Hudson's principals have been resolving problem loans and managing
complex real estate assets for the past decade. These assets, which
total more than $31 billion across Asia, Greater North America and
Europe, encompass varied property types and investment structures
that necessitate a focused, proactive and hands-on approach to
maximize investor returns.
At the height of the U.S. thrift crisis, a predecessor to Hudson
Advisors was formed to manage the non-performing assets of the
failed American Savings and Loan Association of Stockton, California,
one of the largest and most difficult thrift workouts. This predecessor
managed a $5 billion portfolio for the U.S. Government from 1989
through 1993 and was reorganized to manage the remaining $2.7
billion portfolio after these assets were sold to a newly formed
partnership between a private investor group and the FDIC.

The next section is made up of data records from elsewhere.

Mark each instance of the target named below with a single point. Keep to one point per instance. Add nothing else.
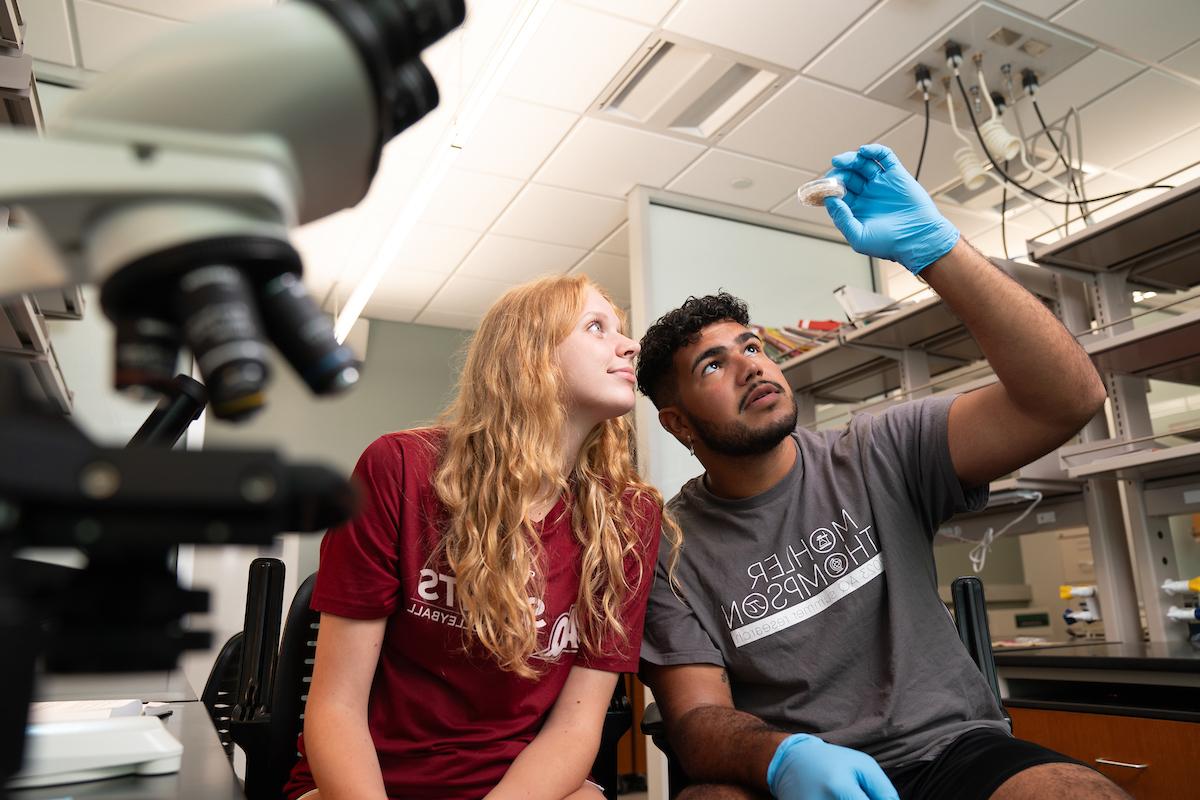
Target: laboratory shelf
(1144, 464)
(1167, 350)
(857, 366)
(1061, 506)
(1157, 241)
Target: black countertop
(1143, 656)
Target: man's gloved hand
(807, 768)
(886, 212)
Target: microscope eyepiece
(216, 308)
(305, 336)
(147, 352)
(389, 35)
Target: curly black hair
(675, 330)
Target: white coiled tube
(970, 168)
(1000, 142)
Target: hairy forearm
(1039, 364)
(723, 745)
(341, 753)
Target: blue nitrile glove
(808, 768)
(886, 212)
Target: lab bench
(1132, 710)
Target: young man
(804, 647)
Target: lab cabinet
(1151, 759)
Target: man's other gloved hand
(886, 212)
(807, 768)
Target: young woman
(478, 609)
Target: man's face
(731, 394)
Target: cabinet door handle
(1126, 764)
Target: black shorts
(972, 768)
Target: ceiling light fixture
(521, 28)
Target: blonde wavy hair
(503, 450)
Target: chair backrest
(220, 692)
(298, 653)
(971, 618)
(271, 753)
(617, 721)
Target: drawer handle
(1126, 764)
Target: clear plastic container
(815, 192)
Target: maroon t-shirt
(447, 721)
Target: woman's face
(597, 361)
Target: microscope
(172, 182)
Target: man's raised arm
(1048, 386)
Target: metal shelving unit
(23, 336)
(1129, 473)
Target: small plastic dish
(815, 192)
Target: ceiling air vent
(682, 88)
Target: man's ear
(676, 423)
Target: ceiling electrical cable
(966, 100)
(924, 82)
(924, 140)
(1071, 174)
(1003, 214)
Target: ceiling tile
(53, 98)
(516, 260)
(436, 248)
(1151, 32)
(1151, 108)
(376, 310)
(1078, 85)
(1165, 160)
(967, 222)
(882, 38)
(419, 140)
(939, 167)
(463, 294)
(617, 242)
(574, 55)
(648, 12)
(187, 10)
(408, 288)
(48, 31)
(322, 246)
(807, 124)
(607, 158)
(611, 272)
(514, 138)
(1186, 61)
(561, 216)
(813, 214)
(991, 244)
(108, 34)
(471, 200)
(449, 319)
(787, 32)
(479, 35)
(1044, 8)
(717, 174)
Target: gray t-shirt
(820, 595)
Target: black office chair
(269, 739)
(970, 618)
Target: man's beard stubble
(737, 439)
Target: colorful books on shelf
(784, 343)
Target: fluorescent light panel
(516, 36)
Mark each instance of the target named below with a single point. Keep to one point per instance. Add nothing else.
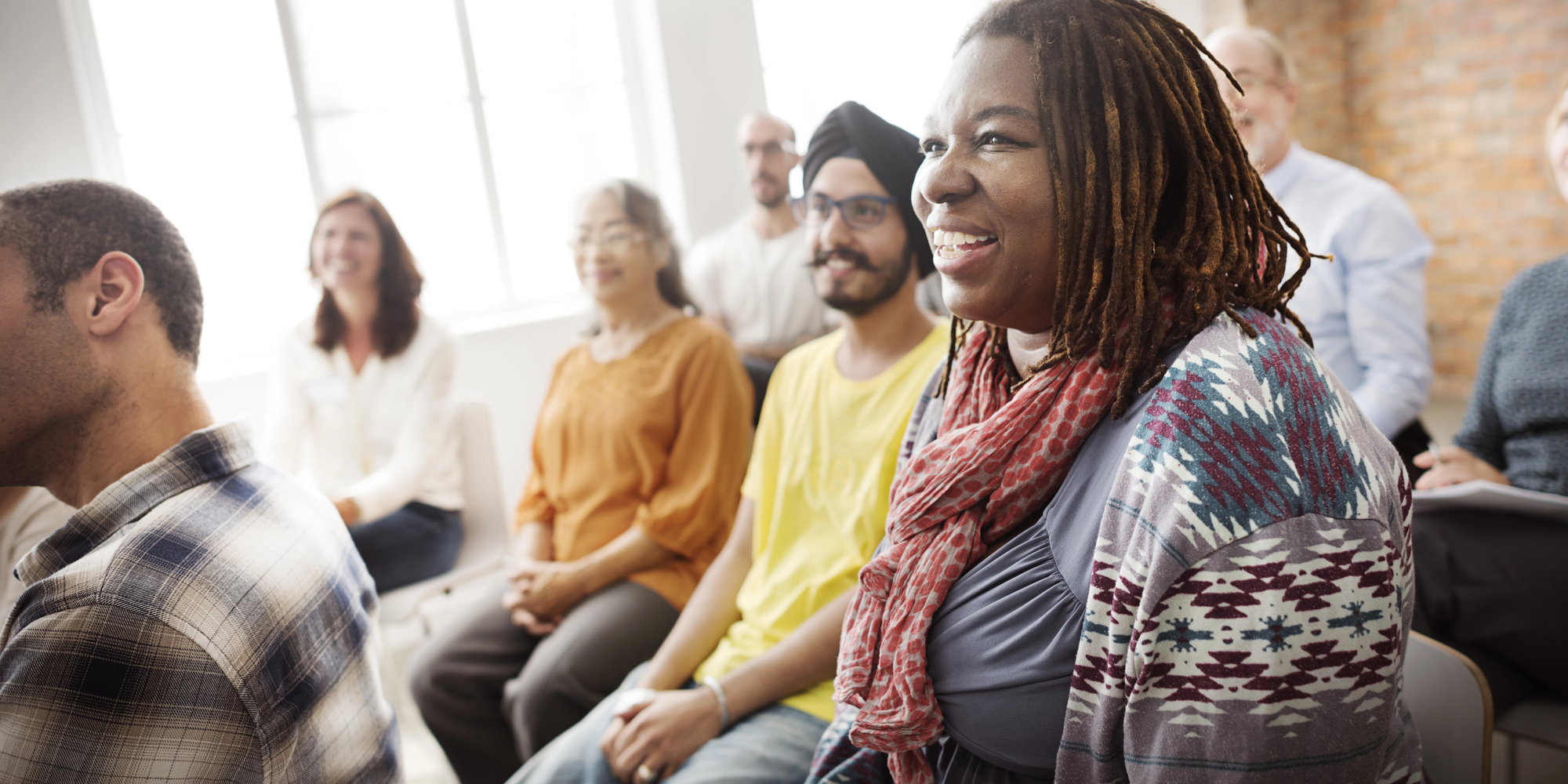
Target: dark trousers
(495, 695)
(412, 545)
(1492, 586)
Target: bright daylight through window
(211, 129)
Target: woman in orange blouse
(637, 463)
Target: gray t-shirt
(1003, 647)
(1519, 412)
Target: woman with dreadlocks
(1142, 534)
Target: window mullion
(482, 132)
(303, 115)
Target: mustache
(849, 255)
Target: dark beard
(890, 280)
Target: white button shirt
(383, 437)
(760, 289)
(1368, 310)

In 1995, the company again reorganized as Brazos Advisors to service the assets of Brazos Fund, L.P., a $250 million fund that primarily purchased distressed portfolios in the United States and Canada. Brazos Advisors changed its name to Hudson Advisors in 1996 in conjunction with the closing of the $400 million Lone Star Opportunity Fund, L.P. and has subsequently managed assets for the $1.2 billion Lone Star Fund II, the $2.2 billion Lone Star Fund III, the $4.2 billion Lone Star Fund IV, and the $5.0 billion Lone Star Fund V.